От человеческого голоса ящерица вдруг мелко задрожала, и грудка из белой стала становиться синей.

— Ишь пугливая какая! — Матвеев говорил ласково. — Не бойсь, не тронем.

Но та дрожала всем телом и вдруг стала уходить в песок, словно погружаться в воду. Не успел Матвеев понять, в чем дело, как ее и след простыл, словно утонула.

— Вот диковина! — удивился красноармеец.

Он встал, подошел к тому месту, где еще недавно сидела ящерица. Ковырнул палкой. Под песком ее не было.

— Чудной край!

Матвеев осмотрелся. Сквозь саксауловые заросли просматривалось далеко. Возле костра хлопотал кашевар. Вот к нему подошел Чокан, взял в руки кусок саксаула и трахнул по стволу дерева. Толстая ветка, над которой мучился кашевар, пытаясь поперек разрубить топором, разлетелась на куски. Потом Чокан взял другую корягу и снова трахнул. Она тоже разлетелась, как трухлятина.

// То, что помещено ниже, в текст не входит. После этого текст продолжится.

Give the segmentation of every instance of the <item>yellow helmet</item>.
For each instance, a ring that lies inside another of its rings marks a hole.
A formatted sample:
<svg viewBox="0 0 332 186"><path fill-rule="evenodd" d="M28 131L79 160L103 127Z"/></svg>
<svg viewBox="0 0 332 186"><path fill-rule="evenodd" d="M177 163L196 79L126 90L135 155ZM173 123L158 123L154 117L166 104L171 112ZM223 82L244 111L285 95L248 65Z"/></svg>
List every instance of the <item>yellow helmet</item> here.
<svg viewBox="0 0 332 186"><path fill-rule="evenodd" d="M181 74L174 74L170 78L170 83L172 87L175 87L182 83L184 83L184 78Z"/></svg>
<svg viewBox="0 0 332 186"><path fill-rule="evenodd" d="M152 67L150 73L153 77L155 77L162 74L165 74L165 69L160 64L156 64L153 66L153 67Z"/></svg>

Матвеев протянул руку и ладонью погладил искривленный ствол саксаула, который был похож на бурую толстую змею, застывшую в причудливом танце. Постучал костяшками пальцев. Твердое, плотное дерево. «Топором не возьмешь, а стукнешь о ствол, разлетается, — подумал он. — Плотное, да хрупкое. Чудно! У нас дуб так это дуб — царь-дерево, настоящий кремень, с какой стороны ни подступи. Как ни бросай, не разлетится».

Матвеев направился к колодцу, где лежала рядом громадная выдолбленная колода, наполненная водой. Около нее, раздевшись до пояса, стоял взводный Круглов. Он черпал ладонью воду и умывался, плеская себе на грудь и спину. Матвеев стащил через голову гимнастерку и шагнул к колоде.

— С добрым утречком!

— Здравствуй! — Круглов плеснул себе на спину воду. — Фу, прямо ледяная… За ночь нахладилась! Приятно!

— Смыть пылюку никогда не мешает.

— Ты что так рано встал?

— Прогуляться немного хочу, ноги поразмять. Сидишь в седле весь день, ходить хочется. — Матвеев повесил гимнастерку на сук саксаула. — Места тут диковинные!